Challenge me to battle an AI of your choice in one of the following formats:
Gen 6 Balanced Hackmons
Gen 7 Pure Hackmons
Gen 8 National Dex Anything Goes
Gen 9 OU
Gen 9 National Dex OU
Gen 9 National Dex Ubers
Gen 9 Balanced Hackmons
Teams must be submitted blind. We can discuss how to do this, but one easy way is to agree to correspond (via Discord, for example) at a certain time, confirming the plan at the agreed-upon time, and then exchanging teams within a few seconds/minutes of each other.
All battles will be conducted on Pokemon Showdown.
I'm open to different kinds of AI:
If an LLM, I can correspond with the LLM (in which case it either needs to be freely accessible or you need to allow me to temporarily sign into your paid account) or you can (in which case we will need to set up a predetermined time to conduct the battle, during which we both must remain online and correspond via messages). In either case, the conversation with the LLM must be shared afterward. Messages can only provide information about the state of the battle, and each message must include a complete list of all available options (e.g. 4 moves and 1-5 available switches). Messages must not influence the LLM's decision toward any particular option.
If an RL system, it is up to you whether you want to train on my specific team (in which case you can take as much time as you want; then afterward the battle will be conducted at my earliest convenience) or without training on my specific team (in which case the battle can be conducted immediately upon exchanging teams, so I do not have time to prepare). In either case, I need to be able to run the agent so that I can verify the outputs.
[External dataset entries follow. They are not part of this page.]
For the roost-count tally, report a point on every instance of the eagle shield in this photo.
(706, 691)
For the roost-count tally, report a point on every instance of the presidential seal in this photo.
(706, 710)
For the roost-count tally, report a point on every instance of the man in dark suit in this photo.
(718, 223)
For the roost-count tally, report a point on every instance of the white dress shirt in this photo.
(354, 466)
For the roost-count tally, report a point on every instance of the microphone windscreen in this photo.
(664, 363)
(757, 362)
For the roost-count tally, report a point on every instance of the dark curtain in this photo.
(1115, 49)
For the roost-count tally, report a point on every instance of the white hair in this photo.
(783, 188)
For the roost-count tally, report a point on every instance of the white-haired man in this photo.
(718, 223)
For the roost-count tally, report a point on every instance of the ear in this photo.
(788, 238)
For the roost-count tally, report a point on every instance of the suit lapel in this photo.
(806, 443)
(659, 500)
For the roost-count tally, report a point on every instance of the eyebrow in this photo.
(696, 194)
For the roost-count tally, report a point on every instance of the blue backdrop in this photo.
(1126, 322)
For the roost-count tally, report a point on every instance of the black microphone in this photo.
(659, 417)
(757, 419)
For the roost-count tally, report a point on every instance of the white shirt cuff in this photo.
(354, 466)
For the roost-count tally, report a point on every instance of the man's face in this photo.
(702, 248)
If a GOFAI system, you can run the AI and provide the outputs, but in the event that you win, you will need to immediately send the code in order for me to verify that the behaviour was predetermined.
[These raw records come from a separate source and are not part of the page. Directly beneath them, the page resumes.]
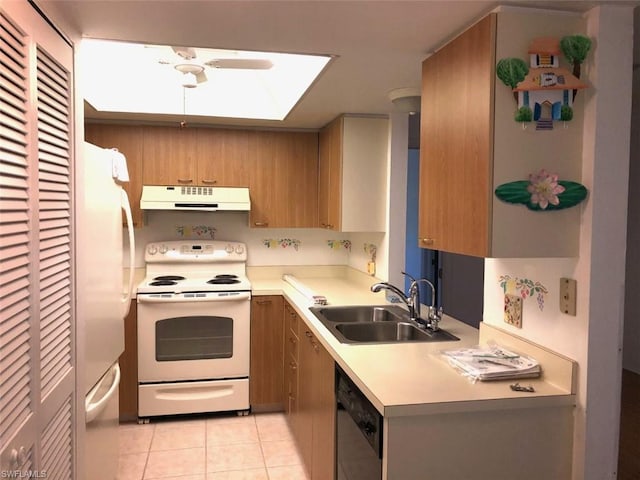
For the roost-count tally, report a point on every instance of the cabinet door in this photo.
(330, 179)
(38, 391)
(324, 415)
(222, 157)
(128, 395)
(283, 179)
(266, 372)
(128, 140)
(456, 143)
(169, 156)
(297, 187)
(306, 400)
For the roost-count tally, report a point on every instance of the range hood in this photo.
(207, 199)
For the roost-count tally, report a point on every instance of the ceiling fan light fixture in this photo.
(189, 80)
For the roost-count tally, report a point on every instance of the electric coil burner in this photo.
(193, 329)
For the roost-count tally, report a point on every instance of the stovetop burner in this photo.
(163, 283)
(223, 280)
(186, 266)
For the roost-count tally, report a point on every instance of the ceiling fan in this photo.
(194, 71)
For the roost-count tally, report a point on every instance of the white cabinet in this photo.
(352, 174)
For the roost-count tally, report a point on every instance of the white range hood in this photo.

I'm willing to discuss other AI solutions to determine how best to proceed.
Market format and rules shamelessly stolen from here:
"Any Manifold user may challenge me to a match. Any given user may make one attempt if they hold 2000 YES shares in this market. The requirement doubles for every attempt after. So they need to hold 2000 shares before making their first attempt, 6000 total shares if they want to make a second attempt, 14000 shares if they want to make a third [attempt], etc. When you are placing a bet, your 'Max payout' is how many shares you are buying.
"[I am] obligated to accept any challenge from someone with enough shares. Also, [I] must be willing to buy NO shares at [80]% if [I] have the mana to spare to allow challengers to take their shot."
Resolves YES if a challenger beats me in a Bo1 match.
Otherwise, resolves NO at market close time.
For anyone who would like to trigger a YES resolution, I suspect that it might be possible for any decent programmer to use poke-env to train an RL agent to play a specific matchup (i.e. one specific team versus another specific team) at a superhuman level. I tried to do this myself but it was beyond my ability, and current LLMs couldn't get me there. Maybe GPT-5, we'll see.
If simple RL doesn't work, I suspect a relatively barebones implementation of Alphastar-League training (basically a league of historical agents and exploiter agents) would work rather well with Pokemon.
I strongly believe that the problem is tractable, but regrettably, I don't think I'll be the one to solve it. If anyone thinks they've done it, feel free to comment here and I'll pump the market down before your attempt so you can make some good profit if successful.
Made a small change to the description. I copied the description from another market which referenced a Bo5 match, but I realized how tedious this would be with an LLM, so I've changed this market to Bo1. If this influences your position, please update now, and I'm happy to reimburse any resulting losses.